My greatest adventure, however, was the reading of the HolyBible. From infancy I had enjoyed the simplified and illustrated Bible stories, but the original Bible seemed so interminable in length, so difficult to understand, that I avoided it until a challenge came to me from Sister Susa Young Gates. She was the speaker at the MIA meeting of stake conference and gave a discourse on the value of reading the Bible. In conclusion she asked for a showing of hands of all who had read it through. The hands that were raised out of that large congregation were so few and so timid! Some of them tried to explain by saying, “We haven’t read it through but we have studied many parts of it.”

I was shocked into an unalterable determination to read that great book. As soon as I reached home after the meeting I began with the first verse of Genesis and continued faithfully every day. Most of the reading was done in my attic bedroom that I occupied alone. I burned considerable midnight oil and read long hours when I was thought to be asleep.

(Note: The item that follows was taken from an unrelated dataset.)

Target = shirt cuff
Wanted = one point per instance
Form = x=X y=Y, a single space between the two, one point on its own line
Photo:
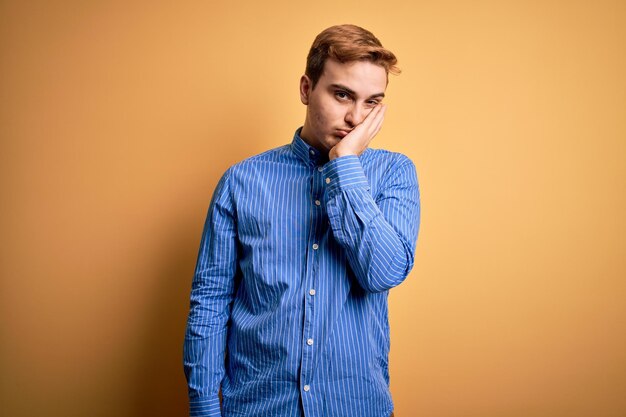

Approximately a year later I reached the last verses in Revelation:

“He which testifieth these things saith, Surely I come quickly. Amen. Even so, come, Lord Jesus.

“The grace of our Lord Jesus Christ be with you all. Amen.”

What a satisfaction it was to me to realize I had read the Bible through from beginning to end! What exultation of spirit! And what joy in the overall picture I had received of its contents!

For more than half of a century now I have continued to be grateful to Sister Gates for the inspiration that provoked me to read the Holy Bible my first time (Friend, November 1978).

I would have to say that Susa Young Gates was ‘all wheat and full weight at that!’  She is an inspiring woman and I think what touches me most is knowing that she didn’t let herself be weighed down by the hard things in life.  She lived her mantra, ““keep busy in the face of discouragement.”